Die freudentaumelnden Fußballfans liefen von der Eisenbahnstraße Richtung Innenstadt, schwenkten dabei Flaggen und zündeten Pyrotechnik. Dadurch erlitten laut Polizei sechs Beamte ein Knalltrauma, konnten aber weiterhin im Dienst bleiben. Die Polizei hat nach eigenen Angaben Ermittlungen eingeleitet, unter anderem aufgrund gefährlicher Körperverletzungen und versuchter Sachbeschädigungen.
Leipziger Evolutionsforscher Svante Pääbo nimmt Nobelpreis in Schweden entgegen
Worüber die LZ am Wochenende berichtet hat:
über den spontanen Aufzug marokkanischer Fans nach dem Fußball-Sieg Marokkos gegen Portugal am Samstag
über die historische Grotte in Böhlen-Großdeuben
und in drei Teilen hat Thomas Köhler mit André Hofmann über die Leipziger Biocity gesprochen
Was am Wochenende außerdem wichtig war: Svante Pääbo, der diesjährige Nobelpreisträger im Bereich Medizin, hat am Samstag in Stockholm seinen Preis entgegengenommen. Pääbo ist Direktor des Leipziger Max-Planck-Instituts für Evolutionäre Anthropologie und forscht zur menschlichen Evolution.

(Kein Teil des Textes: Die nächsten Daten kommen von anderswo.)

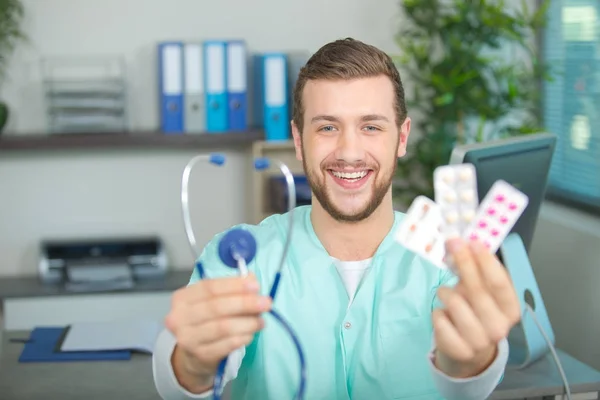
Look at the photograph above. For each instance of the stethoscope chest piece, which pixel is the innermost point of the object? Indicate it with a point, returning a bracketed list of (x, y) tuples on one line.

Was morgen wichtig wird: In der kommenden Woche wollen Klimaaktivist/-innen die Universität Leipzig besetzen. Sie gehören nach eigenen Angaben zu der Protestbewegung „End Fossil: Occupy!“, unter deren Namen in den vergangenen Wochen bereits mehrere Universitäten und Gymnasien besetzt wurden, beispielsweise in Regensburg und Göttingen.